On the one hand, hooray for supporting the development of infrastructure in Africa and stuff. On the other hand, booooo for being a top trading partner with the Zionist Entity, and selling drones to Indonesia, and all that.
So what the Hell do you make of it all! Like I get that there’s this term called “realpolitik” which is somehow relevant, but I’d like a longer explanation than just one word. Like how does the good and the bad fit together at its core?
You could certainly write tomes about this topic — many people have done exactly that — and maybe I’m being a bit incurious to expect someone to serve me a quick answer on a silver platter instead of diving into as many articles and PDF books as I can get my hands on… But I’m also just kind of tired of having such extremely underdeveloped views on the most populous AES state and country in general, after I came to unlearn or mistrust whichever views I’d had on China previously.
Okay! That’s a good place to start. I’m not a China expert, but have been digging into it myself over the last few months because I had similar questions.
Essentially, from the POV of the modern CPC, growth was positive, but unstable towards the end of the Mao era and with the Gang of Four. During the Cultural Revolution, there was a real drive to achieve Communism soon, and this led to some degree of dogmatism over practicality. Deng adjusted, and set up an economy along with Zhou Enlai that would fold in foreign Capital while maintaining absolute supremacy, and leaving key sectors like energy, banking, steel, etc. Completely state owned, or close to it.
All along the way, the PRC watched the Soviet Union. They split, they sort of revonvened, and then the USSR fell. The PRC did not want to follow in the same footsteps, so they adopted a different policy with foreign policy. They shifted, along with Deng, to a more open form of foreign policy based on the concept of “mutual development.”

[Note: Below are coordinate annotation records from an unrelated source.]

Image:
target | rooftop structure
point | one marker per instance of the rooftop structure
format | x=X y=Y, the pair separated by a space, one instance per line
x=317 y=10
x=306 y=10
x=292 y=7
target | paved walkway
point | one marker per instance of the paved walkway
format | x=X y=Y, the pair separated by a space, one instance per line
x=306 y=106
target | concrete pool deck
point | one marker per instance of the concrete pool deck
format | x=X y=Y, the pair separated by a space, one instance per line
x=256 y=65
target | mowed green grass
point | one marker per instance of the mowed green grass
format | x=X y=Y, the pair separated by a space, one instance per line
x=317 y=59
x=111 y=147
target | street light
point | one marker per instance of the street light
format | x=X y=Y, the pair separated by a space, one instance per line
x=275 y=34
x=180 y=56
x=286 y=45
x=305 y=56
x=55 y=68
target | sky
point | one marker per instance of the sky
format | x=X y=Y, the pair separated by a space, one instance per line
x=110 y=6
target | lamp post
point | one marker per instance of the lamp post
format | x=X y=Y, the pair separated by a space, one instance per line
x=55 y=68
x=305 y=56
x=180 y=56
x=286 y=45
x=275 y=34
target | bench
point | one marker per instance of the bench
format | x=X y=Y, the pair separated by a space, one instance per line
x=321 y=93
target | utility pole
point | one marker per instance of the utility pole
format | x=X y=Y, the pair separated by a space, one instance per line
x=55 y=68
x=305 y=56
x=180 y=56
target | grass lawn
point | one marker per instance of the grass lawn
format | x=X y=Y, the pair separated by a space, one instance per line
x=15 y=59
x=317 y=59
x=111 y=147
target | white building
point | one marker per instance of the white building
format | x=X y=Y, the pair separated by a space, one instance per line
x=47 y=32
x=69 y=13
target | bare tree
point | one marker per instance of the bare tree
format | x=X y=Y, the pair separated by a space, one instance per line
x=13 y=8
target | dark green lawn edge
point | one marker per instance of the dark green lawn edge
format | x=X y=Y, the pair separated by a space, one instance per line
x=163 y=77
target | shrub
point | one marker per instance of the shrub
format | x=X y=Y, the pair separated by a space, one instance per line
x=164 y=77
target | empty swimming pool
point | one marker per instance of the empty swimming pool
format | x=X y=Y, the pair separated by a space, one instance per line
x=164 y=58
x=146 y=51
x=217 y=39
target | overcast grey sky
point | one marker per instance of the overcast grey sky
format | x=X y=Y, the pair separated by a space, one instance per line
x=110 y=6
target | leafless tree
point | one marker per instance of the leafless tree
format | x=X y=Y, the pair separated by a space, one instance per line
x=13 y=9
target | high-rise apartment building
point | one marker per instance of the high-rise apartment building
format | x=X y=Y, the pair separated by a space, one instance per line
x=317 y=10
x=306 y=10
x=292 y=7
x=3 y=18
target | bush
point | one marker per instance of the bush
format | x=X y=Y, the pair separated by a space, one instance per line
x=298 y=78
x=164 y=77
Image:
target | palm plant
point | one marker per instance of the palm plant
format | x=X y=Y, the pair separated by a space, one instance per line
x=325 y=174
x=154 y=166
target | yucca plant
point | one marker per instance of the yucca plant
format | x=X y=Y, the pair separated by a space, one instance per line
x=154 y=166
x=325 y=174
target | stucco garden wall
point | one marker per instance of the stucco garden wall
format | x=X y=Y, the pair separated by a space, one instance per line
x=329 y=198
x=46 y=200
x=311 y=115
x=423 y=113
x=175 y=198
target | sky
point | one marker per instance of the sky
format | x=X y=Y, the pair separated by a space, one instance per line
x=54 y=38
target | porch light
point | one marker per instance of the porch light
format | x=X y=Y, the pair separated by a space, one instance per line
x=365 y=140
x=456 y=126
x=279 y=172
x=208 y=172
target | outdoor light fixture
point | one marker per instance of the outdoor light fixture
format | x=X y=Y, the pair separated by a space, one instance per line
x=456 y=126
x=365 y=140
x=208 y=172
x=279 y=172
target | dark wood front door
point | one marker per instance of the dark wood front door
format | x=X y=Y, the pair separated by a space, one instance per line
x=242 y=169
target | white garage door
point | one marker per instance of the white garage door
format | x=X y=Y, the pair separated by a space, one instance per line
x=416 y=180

Under Xi, there has been a leftward shift, with the official line being that both Mao and Deng were principled Marxist-Leninists and that a balance of the two is what is correct. This extends to foreign policy, the economy, and more. Under Xi, there has been increasing control over the markets, trapped in a “birdcage model,” and BRICS and the BRI serve as driving factors towards destabilizing Imperialism without open conflict with the United States (though, if you ask me, such an event is very likely). They also always stand there for any AES country that comes into existence, so that others will not be alone, though they don’t assist with revolution the way the USSR did.
That serves as a massive oversimplification, and maybe didn’t even tell you anything new, but hopefully it helped!